産科医療協議会の声明文とご主人のコメント
墨東病院において妊婦さんが脳出血で亡くなられた件に関し、産科医療協議会のコアメンバーからの声明文が出されました。産科医療協議会の声明文を読まれたご主人からのコメントも記載されています。謹んで引用させていただきます。
「この度の皆様方の声明に対して、深く感謝申し上げると共に、心強く感じております。 決して恵まれたとは言えない環境の中、ご苦労が絶えないことと思いますが、決して屈することなく、命を取り出すという重責ある、尊い仕事を誇りを持ってまっとうして頂くことを心よりお願い申し上げます。」
時事通信、安心して産める社会に=「誰も責める気ない」−死亡妊婦の夫が会見の中で、亡くなられた妊婦さんのご主人は次のように語っておられます。

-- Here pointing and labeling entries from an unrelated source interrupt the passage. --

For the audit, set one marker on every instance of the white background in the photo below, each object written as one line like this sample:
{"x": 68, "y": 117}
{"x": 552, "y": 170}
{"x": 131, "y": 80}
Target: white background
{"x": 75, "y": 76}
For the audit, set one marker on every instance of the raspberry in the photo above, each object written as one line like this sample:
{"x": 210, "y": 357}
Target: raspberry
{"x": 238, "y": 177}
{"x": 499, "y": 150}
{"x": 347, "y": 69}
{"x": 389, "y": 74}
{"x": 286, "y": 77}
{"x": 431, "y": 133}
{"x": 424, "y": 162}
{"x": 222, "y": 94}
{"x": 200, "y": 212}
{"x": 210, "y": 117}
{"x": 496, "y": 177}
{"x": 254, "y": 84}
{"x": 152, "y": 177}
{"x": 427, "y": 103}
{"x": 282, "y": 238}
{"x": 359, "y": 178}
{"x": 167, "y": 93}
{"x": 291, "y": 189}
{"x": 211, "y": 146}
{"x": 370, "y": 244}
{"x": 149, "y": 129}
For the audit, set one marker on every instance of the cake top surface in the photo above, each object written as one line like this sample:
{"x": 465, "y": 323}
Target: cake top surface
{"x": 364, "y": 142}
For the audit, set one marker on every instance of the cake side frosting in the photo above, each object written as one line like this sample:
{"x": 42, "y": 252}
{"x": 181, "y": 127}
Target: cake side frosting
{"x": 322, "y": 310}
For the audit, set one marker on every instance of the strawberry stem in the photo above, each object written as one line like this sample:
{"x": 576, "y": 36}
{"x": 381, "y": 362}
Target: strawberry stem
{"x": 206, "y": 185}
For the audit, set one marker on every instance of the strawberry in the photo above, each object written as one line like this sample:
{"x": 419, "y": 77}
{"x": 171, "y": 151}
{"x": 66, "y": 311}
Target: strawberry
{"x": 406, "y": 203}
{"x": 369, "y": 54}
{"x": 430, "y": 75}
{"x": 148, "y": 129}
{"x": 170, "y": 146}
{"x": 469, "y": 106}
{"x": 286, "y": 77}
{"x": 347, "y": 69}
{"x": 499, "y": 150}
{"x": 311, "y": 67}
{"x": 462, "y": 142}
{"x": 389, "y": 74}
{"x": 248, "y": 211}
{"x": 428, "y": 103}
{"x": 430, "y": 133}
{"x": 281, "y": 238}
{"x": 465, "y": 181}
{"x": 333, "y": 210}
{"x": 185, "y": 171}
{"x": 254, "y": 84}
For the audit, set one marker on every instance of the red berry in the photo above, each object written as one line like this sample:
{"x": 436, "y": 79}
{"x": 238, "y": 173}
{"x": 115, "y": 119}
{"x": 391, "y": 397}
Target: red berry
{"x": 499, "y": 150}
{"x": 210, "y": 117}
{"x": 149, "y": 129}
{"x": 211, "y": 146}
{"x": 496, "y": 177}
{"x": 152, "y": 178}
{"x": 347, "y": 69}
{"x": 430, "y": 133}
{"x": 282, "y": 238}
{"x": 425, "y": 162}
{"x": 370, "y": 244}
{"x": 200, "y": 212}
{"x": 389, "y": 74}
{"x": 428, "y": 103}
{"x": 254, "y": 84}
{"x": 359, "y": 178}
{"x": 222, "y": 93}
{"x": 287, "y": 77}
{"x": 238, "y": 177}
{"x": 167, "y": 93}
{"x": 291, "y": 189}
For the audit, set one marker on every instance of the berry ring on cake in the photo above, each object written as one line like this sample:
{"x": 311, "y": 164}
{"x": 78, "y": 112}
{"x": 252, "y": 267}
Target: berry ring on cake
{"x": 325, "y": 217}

- 「妻が浮き彫りにしてくれた問題を、力を合わせて改善してほしい。安心して赤ちゃんを産める社会になることを願っている」
- 搬送要請で、医師は頭痛が尋常でない状況を伝えていたといい、「伝わらないはずがないと思うが、誰も責める気はない」
- 最初に断った同病院の当直医について「傷ついて辞めるようなことになったら意味がない。絶対辞めないでほしい」
- 「墨東病院の医師も看護師も本当に良くしてくれた。彼らが傷つかないようにしてほしい」
- 「のど元過ぎれば忘れるのではなく、具体的な目標を持って改善に向かってほしい。何かが変われば『これを変えたのはおまえのお母さんだよ』と子供に言ってあげたい」
医療が進歩したとしても、安定した供給体制がなければ、いざという時に医療サービスを受けることはできません。今回の場合、産科救急の最後の砦というべき周産期医療センターが脆弱な体制に陥っていたことが判明しました。高次医療機関がそろっているはずの東京でさえ、医療崩壊が現実の危機となっていることが明らかになり、社会問題化しています。
このような中、亡くなられた妊婦のご主人は、悲しみの淵にありながら、理性的な態度を貫いています。その言葉のひとつひとつが私たち医療者を粛然とした思いにさせます。心が折れそうになりながらも、日々荒廃していく日本の医療をなんとか支えようとする医療者たちに勇気を与えてくれます。
ご主人の言葉は、周産期医療だけに向けられたものではなく、医療全般の再生への願いをこめたものと私は受け止めています。
本エントリーで紹介した産科医療協議会の声明文は、ロハス・メディカル、声明文で知りました。投稿いただいた川口恭氏に感謝いたします。